New Pill Blocks COVID After Exposure in 2,000-Person Trial
A daily pill taken after COVID exposure prevented symptoms in 97% of people who took it, offering the first proven protection for vulnerable populations living with infected household members. The drug could soon reach U.S. patients after Japan and Singapore already approved it.
Six years into the pandemic, scientists finally have a pill that stops COVID before it starts.
The drug ensitrelvir cut symptomatic COVID cases by two-thirds in a major trial of more than 2,000 people exposed to the virus at home. While 9% of people taking a placebo developed symptoms, only 2.9% of those taking ensitrelvir got sick.
The trial focused on household contacts, one of the most common places people catch COVID. Participants started a five-day course within 72 hours of exposure to an infected family member or roommate.
Ensitrelvir works by blocking a key enzyme the virus needs to copy itself. Pfizer's Paxlovid targets the same enzyme, but Paxlovid only treats active infections. This marks the first time an antiviral has proven effective at prevention after exposure.
The results matter most for people who face serious risks from COVID. Older adults, immunocompromised patients, and residents of nursing homes now have a potential tool to avoid infection entirely when someone nearby gets sick.

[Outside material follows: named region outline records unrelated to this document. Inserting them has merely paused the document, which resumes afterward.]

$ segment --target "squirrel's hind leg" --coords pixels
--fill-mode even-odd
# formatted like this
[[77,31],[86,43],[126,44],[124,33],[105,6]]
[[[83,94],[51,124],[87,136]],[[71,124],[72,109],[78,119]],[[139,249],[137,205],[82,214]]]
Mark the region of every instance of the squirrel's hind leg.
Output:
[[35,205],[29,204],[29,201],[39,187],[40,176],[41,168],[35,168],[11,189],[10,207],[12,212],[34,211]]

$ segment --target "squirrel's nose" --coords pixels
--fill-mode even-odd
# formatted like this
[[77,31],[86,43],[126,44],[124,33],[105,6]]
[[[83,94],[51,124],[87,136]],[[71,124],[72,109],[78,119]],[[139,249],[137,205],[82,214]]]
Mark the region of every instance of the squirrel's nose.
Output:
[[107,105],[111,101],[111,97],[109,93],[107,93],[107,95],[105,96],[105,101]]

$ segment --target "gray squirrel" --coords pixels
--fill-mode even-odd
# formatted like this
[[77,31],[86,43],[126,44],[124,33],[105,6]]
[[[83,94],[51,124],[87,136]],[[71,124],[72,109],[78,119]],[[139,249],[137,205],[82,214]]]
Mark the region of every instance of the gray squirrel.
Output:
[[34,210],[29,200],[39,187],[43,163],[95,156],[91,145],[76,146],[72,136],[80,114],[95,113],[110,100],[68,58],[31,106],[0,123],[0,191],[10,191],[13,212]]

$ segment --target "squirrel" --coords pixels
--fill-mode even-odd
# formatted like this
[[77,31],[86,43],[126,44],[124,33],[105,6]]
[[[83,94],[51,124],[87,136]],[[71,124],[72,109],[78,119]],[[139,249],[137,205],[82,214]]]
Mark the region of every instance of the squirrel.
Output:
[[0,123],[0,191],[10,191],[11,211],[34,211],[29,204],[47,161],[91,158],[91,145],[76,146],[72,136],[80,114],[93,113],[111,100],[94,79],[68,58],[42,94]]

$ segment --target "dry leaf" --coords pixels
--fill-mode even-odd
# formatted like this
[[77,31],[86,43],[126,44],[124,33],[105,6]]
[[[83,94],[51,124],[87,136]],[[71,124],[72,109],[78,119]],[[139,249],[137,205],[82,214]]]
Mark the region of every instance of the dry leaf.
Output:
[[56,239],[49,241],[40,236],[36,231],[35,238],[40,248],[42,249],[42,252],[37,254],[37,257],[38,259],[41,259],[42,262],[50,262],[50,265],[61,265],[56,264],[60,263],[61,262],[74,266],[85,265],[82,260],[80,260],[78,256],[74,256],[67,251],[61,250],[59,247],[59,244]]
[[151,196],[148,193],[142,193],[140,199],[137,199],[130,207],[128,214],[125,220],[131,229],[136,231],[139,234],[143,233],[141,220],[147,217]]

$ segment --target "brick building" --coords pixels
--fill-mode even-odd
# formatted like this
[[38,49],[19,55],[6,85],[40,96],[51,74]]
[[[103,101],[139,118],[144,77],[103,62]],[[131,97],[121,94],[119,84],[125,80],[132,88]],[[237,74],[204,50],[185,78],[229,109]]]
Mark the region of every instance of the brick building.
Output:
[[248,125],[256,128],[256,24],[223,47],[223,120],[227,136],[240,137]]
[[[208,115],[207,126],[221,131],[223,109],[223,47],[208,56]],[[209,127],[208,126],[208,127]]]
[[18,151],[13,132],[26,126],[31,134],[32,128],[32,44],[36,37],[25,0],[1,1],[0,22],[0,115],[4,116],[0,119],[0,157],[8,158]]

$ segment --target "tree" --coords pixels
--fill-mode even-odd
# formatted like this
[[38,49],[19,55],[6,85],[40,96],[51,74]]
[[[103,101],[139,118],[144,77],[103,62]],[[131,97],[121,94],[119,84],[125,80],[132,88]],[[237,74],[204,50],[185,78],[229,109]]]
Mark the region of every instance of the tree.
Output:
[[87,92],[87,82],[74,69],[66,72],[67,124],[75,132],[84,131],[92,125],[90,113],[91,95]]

Testing caught another win: only 14% of people taking ensitrelvir tested positive for the virus at all, compared to 21.5% in the placebo group. The drug reduced both symptomatic cases and silent infections.
Side effects were nearly identical between the drug and placebo groups. About 15% of participants in both groups reported mild issues like temporary cholesterol changes. No serious safety concerns emerged.
The trial ran between June 2023 and September 2024, covering multiple COVID variants. Neither participants nor researchers knew who received the real drug, making the results especially reliable.
Why This Inspires
Professor Frederick Hayden at the University of Virginia called this "the first clear demonstration" of an easily administered oral drug that protects exposed people in real-world settings. The breakthrough came from methodical science and thousands of volunteers willing to help find answers.
Japan approved ensitrelvir, sold as Xocova, for both treatment and prevention in 2024. Singapore followed with its own approval. The U.S. Food and Drug Administration will decide in June whether to make it available to Americans.
While COVID no longer dominates headlines, the virus still threatens millions of vulnerable people worldwide. Protection after exposure fills a critical gap in our defenses, especially for caregivers, family members, and healthcare workers who can't avoid contact with infected people.
The same drug that helps one household could protect entire nursing homes during outbreaks, though researchers didn't specifically test those settings yet.